My Story
Most people know me from one chapter. The corporate exec who made VP by 40 and led 2,500 people across 60 countries. Or the woman with a shovel planting trees in Kraków on weekends. Or the bioethicist lecturing at Yale on informed consent. Or the one who walked away from a COO role to become a competitive athlete at 42.
They’re not different people. They’re the same operating system, applied to different problems.

The Common Thread
I spent a long time not being able to explain why I kept doing seemingly unconnected things. Then I realized they weren’t unconnected at all.
Every chapter of my life has been driven by the same three questions:
What can I do? — Agency. Not what am I allowed to do, or what’s expected of me, but what’s actually possible if I decide to act.
How do I sustain it? — Discipline. Showing up consistently, measuring progress, improving systematically. Whether it’s a grassroots urban movement or a Fortune 500 P&L or a shooting range.
Why does it matter? — Impact. Not for the title or the recognition. Because someone else’s life gets better. A city gets a park. A patient understands what they’re consenting to. A junior woman in pharma sees someone who looks like her reach VP. An impossible goal gets executed — and someone watching decides theirs might be possible too.
Agency. Discipline. Impact.
That’s the operating system. It starts with Agency — what’s actually possible if I act. It’s sustained by Discipline — showing up every day regardless. It’s justified by Impact — because it makes someone else’s life better. It hasn’t changed. Only the arena has.
The Chapters
aDaSie — Kraków, 2013 I founded a grassroots movement in Kraków with no budget, no structure, and no authority. Just residents who believed they could improve their city if someone organized them. Ten years later: six public parks, solar panels on schools, graffiti removed, murals created, a model that reshaped how the city collaborates with its citizens. Agency: believing residents could act without permission. Discipline: ten years, zero pay. Impact: a city that looks different.

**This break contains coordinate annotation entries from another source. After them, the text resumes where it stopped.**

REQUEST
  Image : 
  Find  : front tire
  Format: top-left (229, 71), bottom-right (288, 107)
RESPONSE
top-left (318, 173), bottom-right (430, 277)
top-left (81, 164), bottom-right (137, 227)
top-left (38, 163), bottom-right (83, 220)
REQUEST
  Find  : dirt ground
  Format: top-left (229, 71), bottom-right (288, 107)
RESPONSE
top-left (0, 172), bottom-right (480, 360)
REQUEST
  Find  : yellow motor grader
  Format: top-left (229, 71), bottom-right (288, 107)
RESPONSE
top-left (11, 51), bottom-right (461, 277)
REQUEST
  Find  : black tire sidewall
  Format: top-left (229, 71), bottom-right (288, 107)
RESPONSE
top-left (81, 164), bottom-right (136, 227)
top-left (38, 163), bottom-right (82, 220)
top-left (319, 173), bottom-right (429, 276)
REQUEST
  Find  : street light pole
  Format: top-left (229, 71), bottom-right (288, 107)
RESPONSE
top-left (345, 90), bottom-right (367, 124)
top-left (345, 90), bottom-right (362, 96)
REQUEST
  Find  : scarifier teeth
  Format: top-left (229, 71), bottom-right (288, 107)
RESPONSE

Bioethics — Yale & the Industry Informed consent in clinical trials sounds like paperwork. It isn’t. It’s the moment a patient is treated as a partner in the decision — not a passive recipient of a protocol, but a person who understands what they’re agreeing to and why it matters. I spent years pushing the industry to design it that way — teaching at Yale, publishing peer-reviewed research, advocating inside organizations that didn’t always want to hear it. Agency: mine in choosing to prioritize this, and the patients’ in finally being given the information to exercise their own. Discipline: doing it alongside a demanding executive career. Impact: better consent processes, better protected people.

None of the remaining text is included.